Она не успела понять, в какой момент по окончании шрифтовых кадров резные врата сменились изображением устья ручья, маленького водопада, струящегося по ступеням, а теперь первый пруд, отражения и дно, гладь воды, порог, водопад порога, потом струи ручья, бегущая куда-то вода, наклоняемые ее течением водоросли, бесконечный ток, полминуты, минута, десять минут, ей казалось: она сейчас утонет, захлебнется, она плывет по этой воде в лютиках и в венке подобно Офелии. Вода все плескалась и летела по экрану, в зал вышел Савельев, не обращая внимания на экран, закурил.
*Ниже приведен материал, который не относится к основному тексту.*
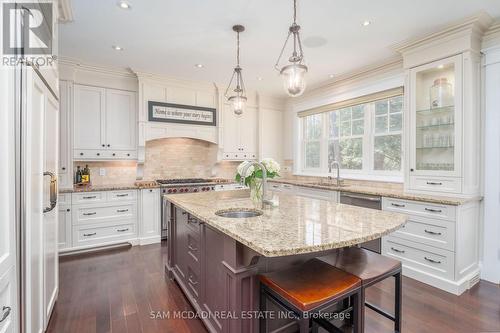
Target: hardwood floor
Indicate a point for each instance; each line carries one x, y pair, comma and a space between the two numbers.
115, 291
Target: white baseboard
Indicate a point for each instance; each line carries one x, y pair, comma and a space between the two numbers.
149, 240
454, 287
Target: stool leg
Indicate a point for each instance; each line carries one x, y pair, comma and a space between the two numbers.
397, 302
357, 312
262, 308
304, 325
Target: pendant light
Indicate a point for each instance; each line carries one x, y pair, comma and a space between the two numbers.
238, 99
294, 73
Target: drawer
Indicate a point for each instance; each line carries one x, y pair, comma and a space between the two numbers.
124, 195
83, 235
89, 154
193, 282
194, 226
88, 197
420, 257
419, 208
64, 199
104, 213
436, 184
437, 233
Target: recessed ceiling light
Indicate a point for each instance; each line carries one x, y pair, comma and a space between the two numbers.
124, 5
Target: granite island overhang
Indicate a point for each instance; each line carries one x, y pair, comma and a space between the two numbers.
216, 260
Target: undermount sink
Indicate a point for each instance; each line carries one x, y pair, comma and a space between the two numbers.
238, 213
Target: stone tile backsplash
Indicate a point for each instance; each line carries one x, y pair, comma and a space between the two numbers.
166, 158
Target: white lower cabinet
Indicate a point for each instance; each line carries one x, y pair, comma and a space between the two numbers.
64, 228
149, 216
8, 301
438, 245
101, 218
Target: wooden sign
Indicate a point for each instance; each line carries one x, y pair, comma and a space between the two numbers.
181, 114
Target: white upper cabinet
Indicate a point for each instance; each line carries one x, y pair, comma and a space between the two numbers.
443, 122
65, 159
88, 117
435, 116
120, 119
104, 123
239, 134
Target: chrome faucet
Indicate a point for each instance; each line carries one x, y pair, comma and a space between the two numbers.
332, 165
265, 202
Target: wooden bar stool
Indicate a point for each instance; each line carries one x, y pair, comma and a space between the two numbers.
308, 289
371, 268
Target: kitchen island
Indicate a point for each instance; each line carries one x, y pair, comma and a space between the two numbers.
216, 259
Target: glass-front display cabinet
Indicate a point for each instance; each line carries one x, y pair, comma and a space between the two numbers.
435, 118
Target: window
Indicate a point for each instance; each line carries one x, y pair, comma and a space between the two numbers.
312, 141
387, 137
364, 138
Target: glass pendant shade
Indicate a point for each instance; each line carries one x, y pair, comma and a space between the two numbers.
238, 104
294, 80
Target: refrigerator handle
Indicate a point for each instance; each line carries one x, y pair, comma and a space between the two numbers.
53, 191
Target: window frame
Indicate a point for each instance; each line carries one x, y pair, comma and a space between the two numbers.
368, 159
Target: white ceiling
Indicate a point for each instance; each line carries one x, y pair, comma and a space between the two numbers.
169, 36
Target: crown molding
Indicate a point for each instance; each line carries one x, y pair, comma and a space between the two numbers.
65, 11
349, 78
79, 65
472, 25
491, 37
162, 79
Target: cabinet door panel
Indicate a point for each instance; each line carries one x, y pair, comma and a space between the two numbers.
120, 119
88, 116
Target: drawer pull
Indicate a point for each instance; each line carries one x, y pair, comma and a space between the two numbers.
397, 250
432, 260
433, 232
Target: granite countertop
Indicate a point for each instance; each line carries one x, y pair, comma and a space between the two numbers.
139, 185
298, 225
381, 191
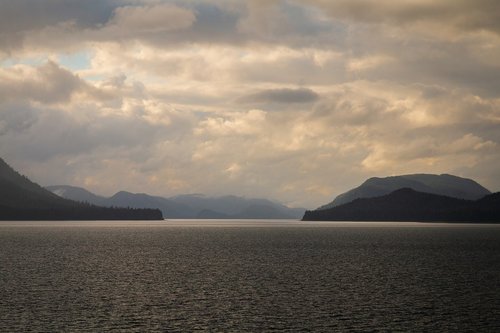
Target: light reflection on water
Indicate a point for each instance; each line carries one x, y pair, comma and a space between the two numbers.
223, 275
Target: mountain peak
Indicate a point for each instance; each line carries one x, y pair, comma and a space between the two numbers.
443, 184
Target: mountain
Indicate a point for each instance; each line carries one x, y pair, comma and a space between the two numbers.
444, 184
191, 206
22, 199
236, 207
409, 205
77, 194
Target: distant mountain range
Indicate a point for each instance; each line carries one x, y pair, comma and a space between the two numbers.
21, 199
192, 206
409, 205
447, 185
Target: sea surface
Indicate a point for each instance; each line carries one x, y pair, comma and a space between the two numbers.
248, 276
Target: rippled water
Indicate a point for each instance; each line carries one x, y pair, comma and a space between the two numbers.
248, 276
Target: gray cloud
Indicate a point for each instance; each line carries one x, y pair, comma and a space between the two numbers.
284, 95
460, 14
175, 90
48, 83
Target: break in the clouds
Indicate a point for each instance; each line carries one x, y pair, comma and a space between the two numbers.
291, 100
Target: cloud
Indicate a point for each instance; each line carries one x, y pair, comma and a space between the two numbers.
150, 19
48, 83
294, 100
461, 15
284, 95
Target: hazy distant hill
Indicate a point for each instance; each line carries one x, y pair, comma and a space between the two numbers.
445, 184
409, 205
21, 199
191, 206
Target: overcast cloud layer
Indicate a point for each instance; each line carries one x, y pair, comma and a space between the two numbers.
291, 100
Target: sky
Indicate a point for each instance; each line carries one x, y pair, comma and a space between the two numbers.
296, 101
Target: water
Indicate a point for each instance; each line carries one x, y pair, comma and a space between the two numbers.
236, 276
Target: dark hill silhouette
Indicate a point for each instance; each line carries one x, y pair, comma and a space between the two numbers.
444, 184
409, 205
22, 199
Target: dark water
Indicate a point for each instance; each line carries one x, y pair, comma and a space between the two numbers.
250, 277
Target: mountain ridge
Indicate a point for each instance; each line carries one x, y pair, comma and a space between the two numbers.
22, 199
443, 184
193, 206
409, 205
— Мы уже смонтировали всё, можешь мне поверить, кино было хоть куда, мне уже мерещился «Оскар», и не один. И решили мы с Тхоржевским на пару просмотреть еще раз, с начала и до конца. На наших глазах все эпизоды блекли, становились черно-белыми, из цвета в монохром, рассыпалось калейдоскопом, разламывалось и превращалось в эту проклятую колдовскую воду. Тхоржевский хотел остановить ленту, но не смог. А я и не настаивал, я быстро понял: конец. Никто не знает, как я жил этим фильмом. Сколько сидел я в киноархивах, в архивах, в библиотеках с Нечипоренко. Мне хотелось почувствовать время столетия, уйти на дно колодца века, показать его всем, этакое великое ретро, машина времени.
Катриона не могла глаз оторвать от бесконечной ленты переменчивой и похожей на самое себя, мчащейся из ниоткуда в ничто ручейной воды.
— Там есть только один эпизод в середине, ты его увидишь.
У Савельева сел голос, он охрип, она слушала его хриплую речь без интонаций.
— Я хотел сделать фильм века — и сделал его. Он был как «Титаник» былой эпохи, ковчег с другими людьми, иными ценностями, иной одеждой. На дно и канул.
Он опять ушел в кинобудку. Катриона подумала: может, он и эту водяную версию не может остановить, перемотать? И ее надо смотреть два часа, не отрываясь? Вид ручья гипнотизировал ее, пугал, привлекал, она потеряла счет времени, потом так и не смогла сообразить, весь ли фильм прокрутил ей Савельев или все-таки его фрагмент.
Внезапно камера поехала против течения, миновала фонтан (долго длящиеся кадры водомета, брызги, снятые сверху), все три пруда, все четыре порога противотоком, исток, рывок в гору.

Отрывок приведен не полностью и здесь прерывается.